Месть Фантомаса - Сувестр Пьер - Страница 59
- Предыдущая
- 59/70
- Следующая
— Все в порядке, Борода? — спросил Нибе.
— Все нормально, кореш!..
— А дичь с вами?
— Вот его-то мы тебе и спускаем…
— Я всегда готов… Теперь ваша очередь!..
Матрос взял тело Жюля за плечи и бросил его на пол. Корзина снова поднялась вверх. Борода, Дьяк и Эмиле собирались присоединиться к компании.
Все с любопытством смотрели на пленника.
— Что-то он дрябловат, этот типчик! — покритиковала Эрнестин. — Ах! Черт возьми, ни рукой ни ногой не шевелит.

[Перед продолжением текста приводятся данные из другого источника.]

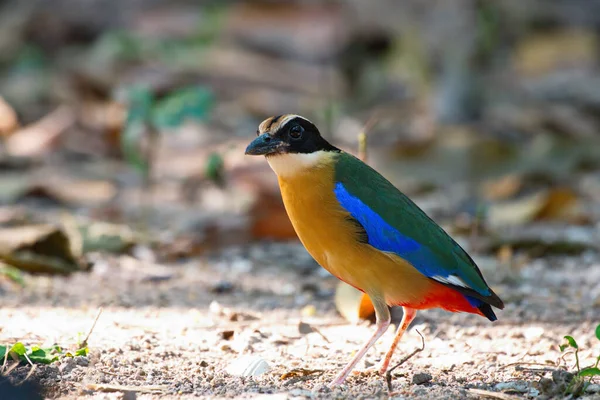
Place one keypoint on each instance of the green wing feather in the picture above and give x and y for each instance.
(443, 255)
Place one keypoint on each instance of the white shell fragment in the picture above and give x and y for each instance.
(248, 366)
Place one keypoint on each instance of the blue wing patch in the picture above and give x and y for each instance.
(385, 237)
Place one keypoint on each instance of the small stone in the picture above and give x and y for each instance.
(421, 378)
(81, 361)
(514, 386)
(303, 393)
(309, 311)
(248, 366)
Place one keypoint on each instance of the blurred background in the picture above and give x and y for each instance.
(123, 124)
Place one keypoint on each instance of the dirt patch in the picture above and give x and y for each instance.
(180, 333)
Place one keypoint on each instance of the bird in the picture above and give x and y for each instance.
(366, 232)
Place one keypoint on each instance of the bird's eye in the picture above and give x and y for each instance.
(296, 132)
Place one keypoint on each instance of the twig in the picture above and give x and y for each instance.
(85, 341)
(388, 375)
(31, 371)
(11, 368)
(493, 395)
(5, 359)
(124, 388)
(523, 363)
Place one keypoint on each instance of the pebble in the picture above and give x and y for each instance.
(305, 394)
(516, 386)
(248, 366)
(421, 378)
(593, 388)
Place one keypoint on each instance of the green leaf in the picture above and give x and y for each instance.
(571, 342)
(181, 105)
(591, 371)
(562, 347)
(138, 118)
(18, 348)
(214, 168)
(42, 356)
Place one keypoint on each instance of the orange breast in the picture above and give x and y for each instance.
(331, 238)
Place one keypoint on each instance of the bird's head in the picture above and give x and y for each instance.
(289, 142)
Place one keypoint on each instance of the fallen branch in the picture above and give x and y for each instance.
(125, 388)
(85, 341)
(492, 395)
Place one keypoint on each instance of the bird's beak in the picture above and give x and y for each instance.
(265, 144)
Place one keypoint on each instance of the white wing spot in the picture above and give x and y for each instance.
(451, 279)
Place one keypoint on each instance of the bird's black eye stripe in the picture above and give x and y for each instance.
(296, 132)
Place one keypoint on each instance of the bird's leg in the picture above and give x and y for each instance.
(407, 318)
(382, 314)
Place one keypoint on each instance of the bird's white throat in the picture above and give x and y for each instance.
(290, 164)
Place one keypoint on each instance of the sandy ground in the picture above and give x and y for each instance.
(177, 328)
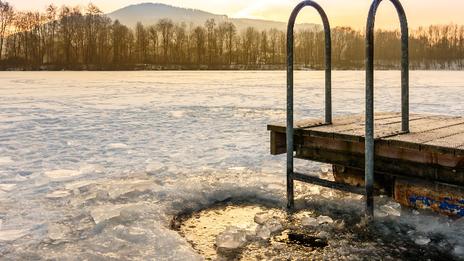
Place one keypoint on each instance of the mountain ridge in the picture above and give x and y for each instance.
(150, 13)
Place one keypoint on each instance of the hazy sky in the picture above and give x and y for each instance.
(341, 12)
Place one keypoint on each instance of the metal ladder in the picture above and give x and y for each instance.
(368, 191)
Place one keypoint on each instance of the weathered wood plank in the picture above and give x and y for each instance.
(452, 141)
(430, 129)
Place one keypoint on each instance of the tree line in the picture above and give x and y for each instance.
(74, 37)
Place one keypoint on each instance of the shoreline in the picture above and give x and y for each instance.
(148, 67)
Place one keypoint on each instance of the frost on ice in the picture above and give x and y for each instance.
(67, 174)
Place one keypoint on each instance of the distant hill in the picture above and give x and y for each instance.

Можно подумать — аристократ.
И легко ударяя ногой по лицу несчастного, она старалась пробудить в нем какие-нибудь признаки жизни.
Прибытие Бороды прервало эту игру…
— Дай-ка глянуть, Эрнестин!..
Пожав руки дружкам, он надолго приложился к горлышку бутылки, с начала вечера передававшейся по кругу и заговорил:
— Давайте! За работу!.. Если нам надо его прикончить, так это нужно сделать сегодня же, до того, как наступит утро… Так что, не будем терять времени…
Вне всякого сомнения члены банды Цифр не в первый раз приступали к суду над своим — было похоже, что каждый из них превосходно знал свою роль.
Матрос поднял рухнувшее тело Жюля, с помощью двух дружков приставил его к одной из поддерживающих опор, толстому брусу, и крепко привязал.
Эрнестин развязала шарф, закрывавший рот несчастного Жюля…
Нибе приказал:
— Суд — по местам!.. Эй, вы, там! Налейте-ка этому типу стаканчик чего-нибудь лечебного!..
«Стаканчик чего-нибудь лечебного», предназначенный для того, чтобы привести в сознание несчастного слугу, был принесен мамашей Косоглазкой и представлял собой большую кастрюлю холодной воды, которую она плеснула в лицо пленника.
Жюль открыл глаза, понемногу пришел в себя. Все вокруг молчали и, усмехаясь, следили за его возвращением к жизни, а перекошенное от страха и мертвенно бледное лицо Жюля еще больше побледнело и позеленело от ужаса…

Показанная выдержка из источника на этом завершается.